Liputan6.com, Washington D.C - Beberapa hari sebelum Afghanistan jatuh ke tangan Taliban Agustus 2020 lalu, Ashraf Ghani, presiden Afghanistan, "diterima" di Uni Emirat Arab. Dia diduga telah membawa serta $169 juta, dari perbendaharaan negaranya.
Sorotan media di Afghanistan memudar dengan cepat - tetapi penderitaan rakyatnya masih jauh dari selesai.
Advertisement
Enam bulan kemudian, Khalid Payenda, yang pernah menjadi menteri keuangan era Presiden Ghani, mengemudikan taksi online Uber di Washington DC, Amerika Serikat.
"Jika saya menyelesaikan 50 perjalanan dalam dua hari ke depan, saya menerima bonus $95 sekitar Rp 1,3 juta," kata Payenda kepada Washington Post, dari belakang kemudi Honda Accord.

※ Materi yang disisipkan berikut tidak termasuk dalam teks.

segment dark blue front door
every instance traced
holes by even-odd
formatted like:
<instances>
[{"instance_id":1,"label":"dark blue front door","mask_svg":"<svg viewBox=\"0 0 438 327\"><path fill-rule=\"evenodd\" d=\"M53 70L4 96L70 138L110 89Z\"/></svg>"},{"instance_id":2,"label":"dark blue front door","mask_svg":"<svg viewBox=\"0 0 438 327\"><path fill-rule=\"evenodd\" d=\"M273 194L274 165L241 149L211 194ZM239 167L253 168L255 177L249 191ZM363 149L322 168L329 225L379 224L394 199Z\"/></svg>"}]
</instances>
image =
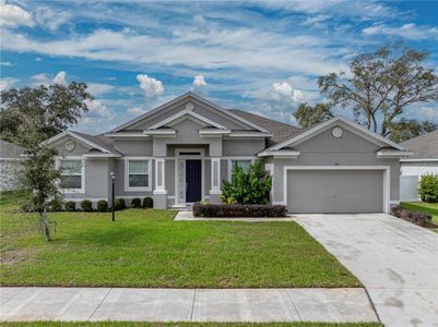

Mengutip The Guardian, Senin (21/3/2022), pria berusia 40 tahun itu pernah mengawasi anggaran $ 6 miliar yang didukung AS. The Post melaporkan bahwa dalam satu malam awal minggu ini, sebagai sopir taksi online dia menghasilkan "sedikit lebih dari $150 untuk enam jam kerja, tidak termasuk perjalanannya - malam yang biasa-biasa saja".
The Post mencatat Payenda memberi tahu seorang penumpang bahwa kepindahannya dari Kabul ke Washington telah "cukup menyesuaikan".
Dia juga mengatakan dirinya bersyukur atas kesempatan dapat menghidupi keluarganya, tetapi "Saat ini, saya tidak punya tempat. Saya tidak pantas di sini dan saya tidak pantas di sana. Ini adalah perasaan yang sangat kosong."
Afghanistan menghadapi krisis kemanusiaan dan ekonomi, aset dibekukan dan terputus dari bantuan internasional yang akan membutuhkan pengakuan dari pemerintah Taliban yang menggantikan rezim yang didukung AS.
The Post menggambarkan pengalaman Payenda pada akhir 2020, ketika ibunya meninggal karena COVID-19 di rumah sakit Kabul yang miskin. Dia menjadi menteri keuangan setelah itu. The Post mengatakan dia sekarang berharap dia tidak melakukannya.
"Saya melihat banyak keburukan, dan kami gagal," katanya. "Saya adalah bagian dari kegagalan. Sulit ketika Anda melihat kesengsaraan orang-orang dan Anda merasa bertanggung jawab."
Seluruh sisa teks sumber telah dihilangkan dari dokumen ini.